Does Mojo have a defined overflow behavior? I know the default is “what C++ does”, but C++ only recently (C++20) decided on two’s complement signed overflow.

This also leaves us with the hazards around overflow on Int and UInt, since while many would expect those to be 64 bits, some devices, such as Tenstorrent’s accelerators, are made up of massive grids of 32 bit cores with special handling for 64 bit addresses in a network on chip port or DMA engine. This types being variable bit width mean that their overflow is more likely and their use in indexing means that overflows are more likely to cause program crashes.

If it does not, should it, and if so what should it be?

1 Like

CC: @joe

AFAIK we do not have defined behavior for these types, but that’s something we should definitely have. Similar things goes to Float point types for which we need to define fp-model, exceptions etc.

This types being variable bit width mean that their overflow is more likely and their use in indexing means that overflows are more likely to cause program crashes.

I do think it’s essential to separate behaviors that stdlib will define and what compiler will have for MLIR-types/operations. That is, Int can technically have 2s complement signed overflow, but mlir.index type (which is used in Int) may have UB.

I can tell that compiler loves UB as that allows more aggressive optimizations to be done. For example, having defined signed behavior in

int x = ...;
for (int i = 0; i < N; ++i) {
  a[x++] = i;
} 

does force vectorizer to use scatter instead of a regular vector store.
So maybe from compiler side behavior should be relaxed and Mojo’s implementation(stdlib or user’s) can have checks if needed.

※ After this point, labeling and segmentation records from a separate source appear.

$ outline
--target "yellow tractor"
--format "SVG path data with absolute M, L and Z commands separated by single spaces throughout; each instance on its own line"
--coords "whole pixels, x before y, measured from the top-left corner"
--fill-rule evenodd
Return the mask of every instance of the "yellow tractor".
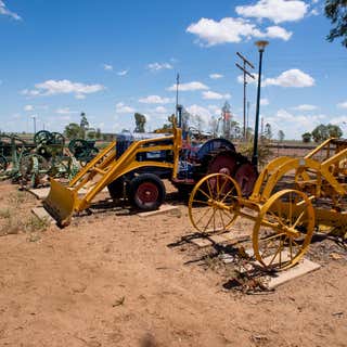
M 176 125 L 171 134 L 123 133 L 89 162 L 67 184 L 51 179 L 43 206 L 60 226 L 69 223 L 74 213 L 90 207 L 104 188 L 114 200 L 127 198 L 140 210 L 153 210 L 165 200 L 162 179 L 169 179 L 184 195 L 211 172 L 234 177 L 247 195 L 258 176 L 246 157 L 226 139 L 202 144 L 182 141 Z
M 44 208 L 62 227 L 67 226 L 74 213 L 88 208 L 98 193 L 108 187 L 113 197 L 125 189 L 123 178 L 131 172 L 129 195 L 139 208 L 157 208 L 165 197 L 162 180 L 153 169 L 169 170 L 171 178 L 178 174 L 181 149 L 181 129 L 171 136 L 133 141 L 117 156 L 116 141 L 110 143 L 74 177 L 68 185 L 51 179 L 51 190 L 43 201 Z M 160 155 L 169 153 L 169 159 Z

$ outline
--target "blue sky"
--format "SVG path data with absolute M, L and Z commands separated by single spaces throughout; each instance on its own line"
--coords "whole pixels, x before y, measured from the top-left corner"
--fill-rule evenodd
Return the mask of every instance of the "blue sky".
M 325 36 L 322 0 L 0 0 L 0 129 L 62 131 L 85 112 L 104 132 L 153 130 L 180 103 L 209 129 L 227 100 L 242 121 L 239 51 L 264 55 L 260 114 L 286 139 L 323 123 L 347 136 L 347 51 Z M 172 88 L 171 88 L 172 89 Z M 248 85 L 249 125 L 256 85 Z

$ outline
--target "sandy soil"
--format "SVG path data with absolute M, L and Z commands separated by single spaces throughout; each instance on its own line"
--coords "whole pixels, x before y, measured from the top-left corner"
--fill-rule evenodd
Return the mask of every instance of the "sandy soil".
M 40 231 L 28 213 L 38 202 L 0 190 L 1 346 L 347 346 L 343 249 L 275 292 L 245 295 L 194 261 L 192 245 L 168 246 L 192 232 L 184 205 L 147 218 L 95 209 Z

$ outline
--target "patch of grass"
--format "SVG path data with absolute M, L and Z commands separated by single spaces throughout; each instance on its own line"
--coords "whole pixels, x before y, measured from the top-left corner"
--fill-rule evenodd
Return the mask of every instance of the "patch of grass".
M 3 209 L 0 209 L 0 218 L 10 218 L 11 216 L 11 211 L 10 211 L 10 208 L 3 208 Z
M 0 235 L 17 234 L 22 232 L 43 232 L 50 226 L 47 219 L 38 219 L 36 216 L 21 216 L 15 214 L 15 209 L 9 208 L 1 211 L 0 216 L 3 219 L 3 223 L 0 226 Z
M 26 192 L 17 191 L 15 193 L 12 193 L 9 196 L 9 203 L 14 206 L 20 206 L 21 204 L 23 204 L 27 201 L 28 201 L 28 195 Z
M 25 231 L 46 231 L 50 222 L 48 219 L 39 219 L 36 216 L 30 216 L 25 223 Z

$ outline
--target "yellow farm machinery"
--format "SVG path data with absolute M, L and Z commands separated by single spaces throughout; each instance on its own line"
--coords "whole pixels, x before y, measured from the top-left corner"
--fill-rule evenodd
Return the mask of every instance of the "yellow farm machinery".
M 73 214 L 90 207 L 104 188 L 112 198 L 127 198 L 140 210 L 156 209 L 164 202 L 162 179 L 169 179 L 179 192 L 188 193 L 202 177 L 226 172 L 237 180 L 244 194 L 252 191 L 257 170 L 230 141 L 210 139 L 195 146 L 182 142 L 182 131 L 177 127 L 167 136 L 119 134 L 67 185 L 51 179 L 43 205 L 59 224 L 66 226 Z
M 314 230 L 347 233 L 347 140 L 329 139 L 303 158 L 278 157 L 259 175 L 249 197 L 224 174 L 194 188 L 189 216 L 203 234 L 226 232 L 237 217 L 254 221 L 255 259 L 266 270 L 297 264 Z

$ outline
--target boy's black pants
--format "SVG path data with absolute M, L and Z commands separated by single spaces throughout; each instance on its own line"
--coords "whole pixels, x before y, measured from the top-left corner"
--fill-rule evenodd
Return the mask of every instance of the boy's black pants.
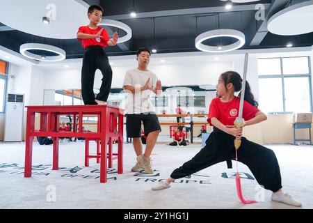
M 95 98 L 93 85 L 97 69 L 102 73 L 100 92 Z M 81 68 L 81 94 L 85 105 L 97 105 L 95 99 L 106 102 L 112 84 L 112 69 L 108 57 L 100 46 L 87 47 L 83 55 Z

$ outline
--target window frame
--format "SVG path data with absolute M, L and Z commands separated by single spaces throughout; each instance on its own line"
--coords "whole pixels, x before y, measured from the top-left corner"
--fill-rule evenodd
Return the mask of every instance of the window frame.
M 6 61 L 0 60 L 0 61 L 6 63 L 6 73 L 3 74 L 3 75 L 0 75 L 0 79 L 4 80 L 4 89 L 3 89 L 3 111 L 0 111 L 0 114 L 6 114 L 6 98 L 8 95 L 8 67 L 10 63 Z
M 307 64 L 309 68 L 308 74 L 298 74 L 298 75 L 284 75 L 282 59 L 284 58 L 299 58 L 305 57 L 307 59 Z M 295 78 L 295 77 L 307 77 L 309 79 L 309 94 L 310 94 L 310 112 L 313 111 L 312 105 L 312 69 L 311 69 L 311 57 L 310 56 L 284 56 L 284 57 L 271 57 L 271 58 L 259 58 L 258 59 L 280 59 L 280 75 L 258 75 L 258 79 L 271 79 L 271 78 L 280 78 L 282 82 L 282 112 L 269 112 L 268 114 L 292 114 L 293 112 L 286 112 L 286 95 L 285 95 L 285 86 L 284 79 L 286 78 Z

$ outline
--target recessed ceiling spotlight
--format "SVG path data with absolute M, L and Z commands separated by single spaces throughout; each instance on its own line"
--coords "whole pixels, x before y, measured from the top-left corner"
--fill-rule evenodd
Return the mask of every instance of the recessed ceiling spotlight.
M 230 10 L 232 8 L 232 1 L 227 1 L 226 2 L 226 5 L 225 5 L 225 8 L 226 10 Z
M 49 25 L 50 24 L 50 19 L 47 17 L 42 17 L 42 23 L 45 25 Z
M 137 17 L 137 11 L 136 10 L 132 10 L 130 13 L 130 15 L 131 17 L 132 17 L 133 18 Z

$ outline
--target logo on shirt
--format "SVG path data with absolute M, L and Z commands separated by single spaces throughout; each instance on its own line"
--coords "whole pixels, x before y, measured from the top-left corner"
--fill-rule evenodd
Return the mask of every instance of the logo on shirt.
M 236 116 L 236 115 L 237 115 L 237 109 L 232 109 L 232 110 L 230 110 L 230 114 L 232 116 Z

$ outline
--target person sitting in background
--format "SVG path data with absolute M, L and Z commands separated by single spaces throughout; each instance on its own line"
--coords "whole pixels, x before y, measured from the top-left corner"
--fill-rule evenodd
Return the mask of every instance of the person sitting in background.
M 54 140 L 51 137 L 37 137 L 37 141 L 40 145 L 51 145 L 54 144 Z
M 177 129 L 172 134 L 173 141 L 169 146 L 187 146 L 185 141 L 185 134 L 182 131 L 182 126 L 177 127 Z
M 202 133 L 207 133 L 207 125 L 202 125 L 202 129 L 201 129 L 201 133 L 199 134 L 197 137 L 201 137 L 202 135 Z

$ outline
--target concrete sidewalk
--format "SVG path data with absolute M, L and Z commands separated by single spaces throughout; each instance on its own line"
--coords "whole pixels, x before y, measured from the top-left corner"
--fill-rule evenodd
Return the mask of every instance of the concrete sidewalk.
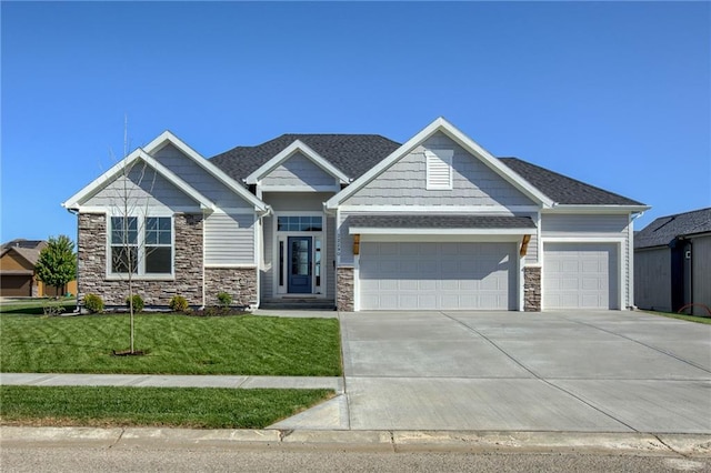
M 707 435 L 581 432 L 191 430 L 2 426 L 3 446 L 354 449 L 380 452 L 577 453 L 711 457 Z M 703 464 L 702 464 L 703 466 Z
M 0 373 L 0 384 L 30 386 L 328 389 L 339 394 L 343 393 L 343 379 L 338 376 Z

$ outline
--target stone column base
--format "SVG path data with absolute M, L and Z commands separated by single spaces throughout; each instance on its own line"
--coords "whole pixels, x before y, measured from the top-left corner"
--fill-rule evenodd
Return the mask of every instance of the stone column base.
M 541 311 L 541 266 L 523 268 L 523 310 Z
M 206 268 L 204 282 L 206 305 L 219 305 L 220 292 L 230 294 L 233 305 L 257 303 L 257 268 Z
M 340 266 L 336 270 L 336 308 L 341 312 L 353 312 L 353 268 Z

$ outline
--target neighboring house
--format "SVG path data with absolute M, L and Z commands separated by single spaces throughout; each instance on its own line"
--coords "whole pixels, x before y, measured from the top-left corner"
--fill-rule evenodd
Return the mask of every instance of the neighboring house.
M 634 235 L 634 303 L 711 315 L 711 208 L 660 217 Z M 709 309 L 705 309 L 705 308 Z
M 0 252 L 0 295 L 1 296 L 56 296 L 68 292 L 77 293 L 77 281 L 63 288 L 47 286 L 34 274 L 34 265 L 40 251 L 47 246 L 43 240 L 12 240 L 2 245 Z
M 226 291 L 343 311 L 625 309 L 648 209 L 494 158 L 441 118 L 404 144 L 284 134 L 209 160 L 167 131 L 62 204 L 79 220 L 80 295 L 116 305 L 127 190 L 134 280 L 154 305 Z

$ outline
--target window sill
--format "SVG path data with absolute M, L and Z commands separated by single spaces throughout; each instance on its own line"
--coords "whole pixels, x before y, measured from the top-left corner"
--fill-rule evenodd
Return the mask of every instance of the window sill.
M 107 281 L 128 281 L 128 274 L 107 274 Z M 133 274 L 132 281 L 174 281 L 173 274 Z

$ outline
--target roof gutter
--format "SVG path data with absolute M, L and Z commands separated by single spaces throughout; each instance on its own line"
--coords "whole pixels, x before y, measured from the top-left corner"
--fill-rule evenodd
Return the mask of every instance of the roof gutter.
M 650 205 L 580 205 L 559 203 L 549 209 L 543 208 L 542 212 L 555 213 L 643 213 L 650 210 Z

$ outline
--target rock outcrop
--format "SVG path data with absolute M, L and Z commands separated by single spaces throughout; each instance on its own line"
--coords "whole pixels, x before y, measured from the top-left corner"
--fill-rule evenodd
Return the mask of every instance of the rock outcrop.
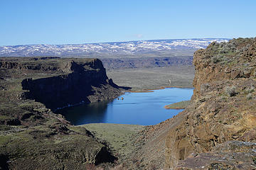
M 60 63 L 55 68 L 60 75 L 22 81 L 23 89 L 29 91 L 23 95 L 25 98 L 35 99 L 47 108 L 56 109 L 114 98 L 120 94 L 118 86 L 108 79 L 100 60 L 86 62 L 59 60 Z
M 52 111 L 121 94 L 100 60 L 0 58 L 0 169 L 95 169 L 117 160 Z
M 255 168 L 256 38 L 213 42 L 193 64 L 193 96 L 169 131 L 166 169 Z

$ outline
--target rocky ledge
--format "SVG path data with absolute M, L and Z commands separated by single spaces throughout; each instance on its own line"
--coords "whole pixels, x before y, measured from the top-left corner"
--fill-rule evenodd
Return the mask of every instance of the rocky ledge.
M 194 54 L 194 93 L 166 140 L 166 169 L 255 169 L 256 38 Z
M 0 169 L 91 169 L 117 158 L 52 110 L 107 100 L 121 89 L 97 59 L 0 58 Z

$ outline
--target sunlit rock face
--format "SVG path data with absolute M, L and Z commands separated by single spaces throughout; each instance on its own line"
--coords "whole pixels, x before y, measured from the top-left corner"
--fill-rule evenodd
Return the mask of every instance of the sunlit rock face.
M 256 156 L 252 151 L 256 140 L 256 38 L 213 42 L 195 52 L 193 64 L 193 96 L 184 116 L 176 118 L 180 123 L 169 132 L 166 168 L 247 169 Z

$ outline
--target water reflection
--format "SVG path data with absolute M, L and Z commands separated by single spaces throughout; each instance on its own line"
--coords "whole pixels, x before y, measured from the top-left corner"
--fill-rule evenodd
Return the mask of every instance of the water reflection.
M 67 120 L 73 125 L 82 125 L 105 121 L 105 113 L 110 101 L 92 103 L 88 105 L 80 105 L 75 107 L 60 110 Z
M 193 89 L 167 88 L 151 93 L 126 93 L 114 99 L 68 108 L 59 110 L 73 125 L 92 123 L 149 125 L 159 123 L 182 110 L 166 110 L 164 106 L 189 100 Z

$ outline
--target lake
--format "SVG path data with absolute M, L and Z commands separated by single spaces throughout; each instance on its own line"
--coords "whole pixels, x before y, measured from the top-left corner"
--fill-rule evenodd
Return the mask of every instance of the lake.
M 156 125 L 177 115 L 180 110 L 164 106 L 190 100 L 193 89 L 166 88 L 146 93 L 125 93 L 117 98 L 66 108 L 59 110 L 73 125 L 107 123 Z

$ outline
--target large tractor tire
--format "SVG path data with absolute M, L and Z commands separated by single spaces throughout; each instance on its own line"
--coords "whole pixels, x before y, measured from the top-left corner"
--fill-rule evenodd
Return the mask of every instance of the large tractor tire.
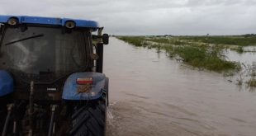
M 106 131 L 106 103 L 95 102 L 91 106 L 78 106 L 72 115 L 70 135 L 104 136 Z

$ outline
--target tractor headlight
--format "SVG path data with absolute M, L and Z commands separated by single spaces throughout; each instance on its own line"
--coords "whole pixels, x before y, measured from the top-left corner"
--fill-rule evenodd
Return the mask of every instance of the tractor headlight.
M 19 23 L 19 20 L 17 18 L 15 18 L 15 17 L 11 17 L 7 21 L 7 24 L 9 24 L 11 26 L 15 26 L 15 25 L 17 25 L 18 23 Z
M 72 29 L 75 27 L 75 22 L 72 21 L 68 21 L 65 23 L 65 26 L 67 28 Z

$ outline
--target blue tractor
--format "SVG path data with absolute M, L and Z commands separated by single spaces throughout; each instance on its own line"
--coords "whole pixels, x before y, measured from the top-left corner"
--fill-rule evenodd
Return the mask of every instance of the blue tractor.
M 96 21 L 0 16 L 0 134 L 106 133 L 108 35 Z

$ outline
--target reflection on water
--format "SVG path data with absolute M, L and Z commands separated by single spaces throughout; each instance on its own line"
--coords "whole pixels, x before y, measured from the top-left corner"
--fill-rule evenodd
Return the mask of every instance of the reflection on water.
M 107 135 L 255 135 L 256 92 L 116 38 L 105 46 Z

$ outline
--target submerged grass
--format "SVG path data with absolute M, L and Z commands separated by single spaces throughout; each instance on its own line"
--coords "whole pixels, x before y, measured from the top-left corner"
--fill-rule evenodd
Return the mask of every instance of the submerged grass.
M 210 46 L 186 41 L 183 38 L 146 38 L 143 36 L 119 36 L 118 39 L 135 46 L 164 49 L 169 57 L 179 56 L 189 65 L 216 72 L 239 69 L 239 63 L 225 59 L 221 46 Z M 188 37 L 187 38 L 188 39 Z M 154 42 L 157 44 L 150 44 Z
M 256 36 L 181 36 L 179 39 L 216 45 L 256 45 Z

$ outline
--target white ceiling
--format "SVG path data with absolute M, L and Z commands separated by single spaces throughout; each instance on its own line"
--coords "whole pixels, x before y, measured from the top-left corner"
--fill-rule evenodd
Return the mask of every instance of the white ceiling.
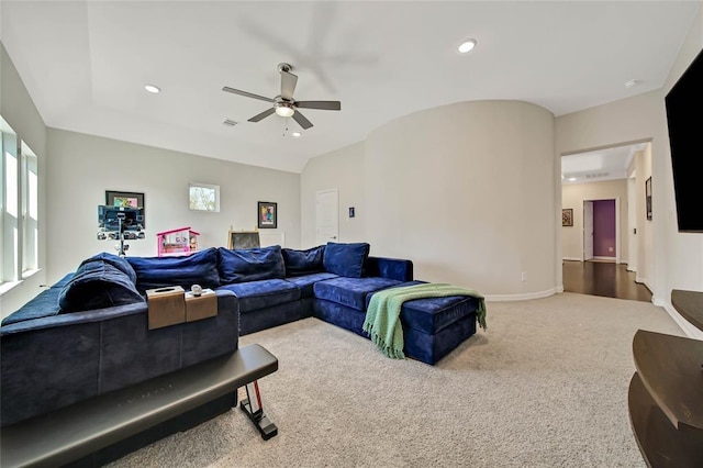
M 561 156 L 561 183 L 625 179 L 635 153 L 643 151 L 646 145 L 637 143 Z
M 659 89 L 700 7 L 3 0 L 0 32 L 51 127 L 299 172 L 422 109 L 511 99 L 559 116 Z M 478 46 L 461 55 L 468 37 Z M 300 138 L 292 119 L 247 122 L 267 102 L 222 91 L 274 98 L 283 62 L 297 100 L 342 101 L 339 112 L 305 110 L 314 126 Z

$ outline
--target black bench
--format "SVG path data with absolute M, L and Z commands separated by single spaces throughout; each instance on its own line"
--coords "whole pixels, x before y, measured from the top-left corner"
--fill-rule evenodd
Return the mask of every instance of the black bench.
M 256 380 L 278 370 L 278 359 L 260 345 L 156 377 L 70 406 L 2 427 L 0 465 L 94 466 L 131 449 L 212 417 L 202 409 L 215 404 L 219 413 L 236 405 L 237 389 L 255 388 L 257 402 L 242 401 L 242 410 L 265 439 L 278 433 L 260 408 Z M 254 383 L 254 386 L 252 386 Z M 252 412 L 252 405 L 255 406 Z M 226 411 L 225 410 L 225 411 Z M 166 427 L 168 426 L 168 427 Z M 122 445 L 116 452 L 113 449 Z M 146 443 L 145 443 L 146 442 Z M 100 455 L 96 455 L 100 454 Z

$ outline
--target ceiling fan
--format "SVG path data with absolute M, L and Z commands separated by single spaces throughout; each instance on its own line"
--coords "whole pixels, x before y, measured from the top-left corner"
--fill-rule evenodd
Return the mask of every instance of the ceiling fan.
M 276 98 L 266 98 L 264 96 L 254 94 L 252 92 L 242 91 L 225 86 L 223 91 L 232 92 L 234 94 L 244 96 L 247 98 L 254 98 L 266 102 L 271 102 L 274 105 L 270 109 L 265 110 L 260 114 L 254 115 L 249 119 L 249 122 L 258 122 L 267 116 L 276 113 L 280 116 L 292 116 L 295 122 L 304 130 L 312 126 L 303 114 L 298 109 L 319 109 L 323 111 L 338 111 L 342 110 L 342 103 L 339 101 L 297 101 L 293 99 L 293 91 L 298 83 L 298 76 L 290 73 L 292 67 L 289 64 L 278 64 L 278 71 L 281 74 L 281 93 Z

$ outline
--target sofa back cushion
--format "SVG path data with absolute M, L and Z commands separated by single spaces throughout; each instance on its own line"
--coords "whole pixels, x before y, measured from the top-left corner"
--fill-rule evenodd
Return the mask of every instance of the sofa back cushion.
M 127 257 L 127 261 L 136 271 L 136 288 L 142 293 L 166 286 L 180 286 L 187 290 L 193 285 L 220 286 L 215 247 L 181 257 Z
M 316 272 L 324 272 L 323 255 L 325 246 L 319 245 L 306 250 L 283 248 L 283 261 L 286 263 L 286 276 L 302 276 Z
M 325 246 L 323 265 L 327 271 L 335 275 L 361 278 L 369 249 L 370 245 L 365 242 L 352 244 L 328 242 Z
M 110 255 L 110 254 L 107 254 Z M 59 313 L 144 302 L 130 275 L 114 259 L 96 256 L 83 260 L 58 294 Z
M 286 277 L 280 245 L 241 249 L 220 247 L 217 269 L 222 285 Z

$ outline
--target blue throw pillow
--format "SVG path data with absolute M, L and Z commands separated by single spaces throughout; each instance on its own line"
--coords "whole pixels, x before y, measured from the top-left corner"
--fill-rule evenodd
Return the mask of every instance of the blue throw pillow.
M 215 247 L 182 257 L 126 258 L 136 271 L 136 287 L 140 292 L 166 286 L 180 286 L 186 290 L 193 285 L 203 288 L 220 286 Z
M 59 313 L 144 302 L 134 282 L 121 269 L 100 258 L 80 264 L 58 294 Z
M 325 246 L 309 248 L 306 250 L 295 250 L 283 248 L 283 261 L 286 263 L 286 276 L 301 276 L 314 272 L 324 272 L 325 266 L 322 263 Z
M 323 265 L 335 275 L 347 278 L 361 278 L 364 263 L 369 256 L 370 245 L 362 243 L 337 244 L 328 242 L 325 247 Z
M 220 247 L 217 254 L 217 269 L 223 285 L 286 277 L 280 245 L 241 249 Z

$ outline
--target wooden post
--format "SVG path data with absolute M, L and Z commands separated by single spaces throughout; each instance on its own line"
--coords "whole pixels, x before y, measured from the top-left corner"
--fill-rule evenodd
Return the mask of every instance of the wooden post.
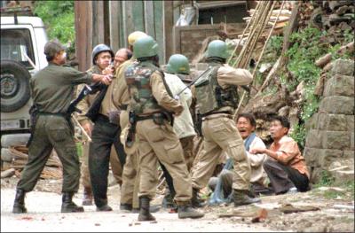
M 166 63 L 172 54 L 172 27 L 174 25 L 173 1 L 164 1 L 162 8 L 162 27 L 163 27 L 163 56 L 162 63 Z
M 131 1 L 122 1 L 123 9 L 123 37 L 124 37 L 124 47 L 128 47 L 127 37 L 134 31 L 133 15 L 132 15 L 132 6 L 133 3 Z
M 75 1 L 75 54 L 79 70 L 85 71 L 91 66 L 92 2 Z
M 109 26 L 110 26 L 110 47 L 116 52 L 121 46 L 120 28 L 121 28 L 121 2 L 109 2 Z
M 155 21 L 154 21 L 154 6 L 151 0 L 143 1 L 144 4 L 144 21 L 146 33 L 155 38 Z

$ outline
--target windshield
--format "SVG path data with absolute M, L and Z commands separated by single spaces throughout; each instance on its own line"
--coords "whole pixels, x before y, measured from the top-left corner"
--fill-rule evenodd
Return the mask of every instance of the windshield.
M 35 63 L 31 35 L 28 29 L 1 29 L 1 59 L 15 60 L 32 69 L 27 56 Z

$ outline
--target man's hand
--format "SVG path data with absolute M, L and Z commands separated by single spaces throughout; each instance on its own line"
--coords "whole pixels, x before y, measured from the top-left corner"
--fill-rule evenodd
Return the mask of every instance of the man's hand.
M 110 83 L 111 83 L 111 82 L 112 82 L 112 75 L 110 74 L 110 75 L 104 75 L 102 78 L 101 78 L 101 80 L 100 80 L 100 82 L 102 82 L 102 83 L 104 83 L 105 85 L 109 85 Z
M 251 149 L 249 151 L 249 152 L 252 154 L 264 153 L 264 152 L 266 152 L 266 149 L 265 148 L 254 148 L 254 149 Z
M 102 71 L 102 74 L 104 75 L 114 75 L 114 66 L 108 66 Z
M 87 122 L 82 125 L 83 128 L 85 130 L 85 132 L 91 136 L 91 131 L 92 131 L 92 126 L 91 123 Z
M 179 116 L 181 114 L 181 113 L 183 113 L 183 111 L 184 111 L 183 105 L 178 105 L 178 107 L 177 107 L 177 109 L 175 110 L 174 116 L 175 117 Z

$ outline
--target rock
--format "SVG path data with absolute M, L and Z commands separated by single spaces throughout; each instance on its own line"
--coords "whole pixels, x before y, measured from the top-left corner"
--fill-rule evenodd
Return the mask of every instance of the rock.
M 322 148 L 321 136 L 322 135 L 320 133 L 320 130 L 311 129 L 307 134 L 307 137 L 305 139 L 305 145 L 307 147 L 312 147 L 312 148 Z
M 337 59 L 333 63 L 331 75 L 354 75 L 354 61 L 350 59 Z
M 354 98 L 349 97 L 327 97 L 320 104 L 319 112 L 339 114 L 354 114 Z
M 347 131 L 347 116 L 344 114 L 327 114 L 326 113 L 318 113 L 316 128 L 331 131 Z
M 323 96 L 354 97 L 354 77 L 341 74 L 334 75 L 327 82 Z
M 305 162 L 309 166 L 316 167 L 319 166 L 319 157 L 320 151 L 321 149 L 319 148 L 312 148 L 312 147 L 304 147 L 304 157 Z
M 326 149 L 350 149 L 350 132 L 320 131 L 321 147 Z

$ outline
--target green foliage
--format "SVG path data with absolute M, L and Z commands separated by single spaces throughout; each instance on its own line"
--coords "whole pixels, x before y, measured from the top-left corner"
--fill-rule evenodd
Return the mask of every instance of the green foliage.
M 50 39 L 58 38 L 73 51 L 75 40 L 74 1 L 36 1 L 35 14 L 43 19 Z
M 304 125 L 296 125 L 292 133 L 290 134 L 290 136 L 296 142 L 297 142 L 301 151 L 304 151 L 304 149 L 305 136 L 306 136 L 306 131 Z

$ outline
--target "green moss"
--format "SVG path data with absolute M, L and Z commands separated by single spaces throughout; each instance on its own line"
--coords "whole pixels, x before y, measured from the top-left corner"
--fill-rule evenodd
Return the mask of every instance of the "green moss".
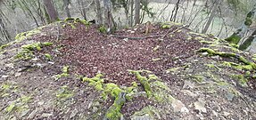
M 29 109 L 28 103 L 30 101 L 32 98 L 30 96 L 21 96 L 17 100 L 13 100 L 11 104 L 9 104 L 5 108 L 5 112 L 10 113 L 21 113 L 25 109 Z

Do you have any preferences ?

1 Like

Hi Owen, your excellent question triggered a discussion in the Mojo team about undefined behavior in general and integer overflow in particular. Thank you for raising this! We’ll build a document in the proposals folder and will post a link here.

In the mean time, to answer this specific question – all integer types (both sized like Int8 and unsized Int and UInt) have 2s complement and wrap behavior. We should codify and publicly state that.

1 Like

Sorry about the delay in my response.

My personal preference is to default to undefined behavior for performance reasons, but provide explicit versions of operations with fixed and explicitly documented behavior. This means that we would have a wrapping_*, saturating_* and a carrying_*, with the latter returning a tuple which has the amount the overflow was by (expensive to compute, I know). This does mean that everywhere we Ideally, I would like debug mode, instead of defaulting to UB, defaulting to a panic or abort with a stack trace, at least until we can have some way to make it raise in a way that can be turned off if you don’t care, ex: fn foo() raises OverflowException if is_defined["MOJO_ENABLE_OVERFLOW_CHECKS"]() else None. I know that Evan Ovadia, no forum account I can find, has some work around this area that might make this doable to raise by default without the kernel teams at Modular having a hard time. In general, in places where some specific kind of overflow behavior is expected, I personally prefer it be explicitly called out, instead of being an implicit property of the language or hardware, since that gives Mojo the ability to change later if hardware starts to move towards “overflow is UB” or “overflow is saturating” for some reason. I think that debug mode is a good play to put sanitization behavior like this, since developers are trained to turn off the optimizer (or stop using -O2/3) if their code starts acting weird. I know this may cause havoc with the performance of SIMD operations in debug mode, but I think it’s valuable to have a good way to detect when operations start to overflow.

@denis Thank you for the clarification on the current behavior. I’d glad to see that this will be written down somewhere easy to find.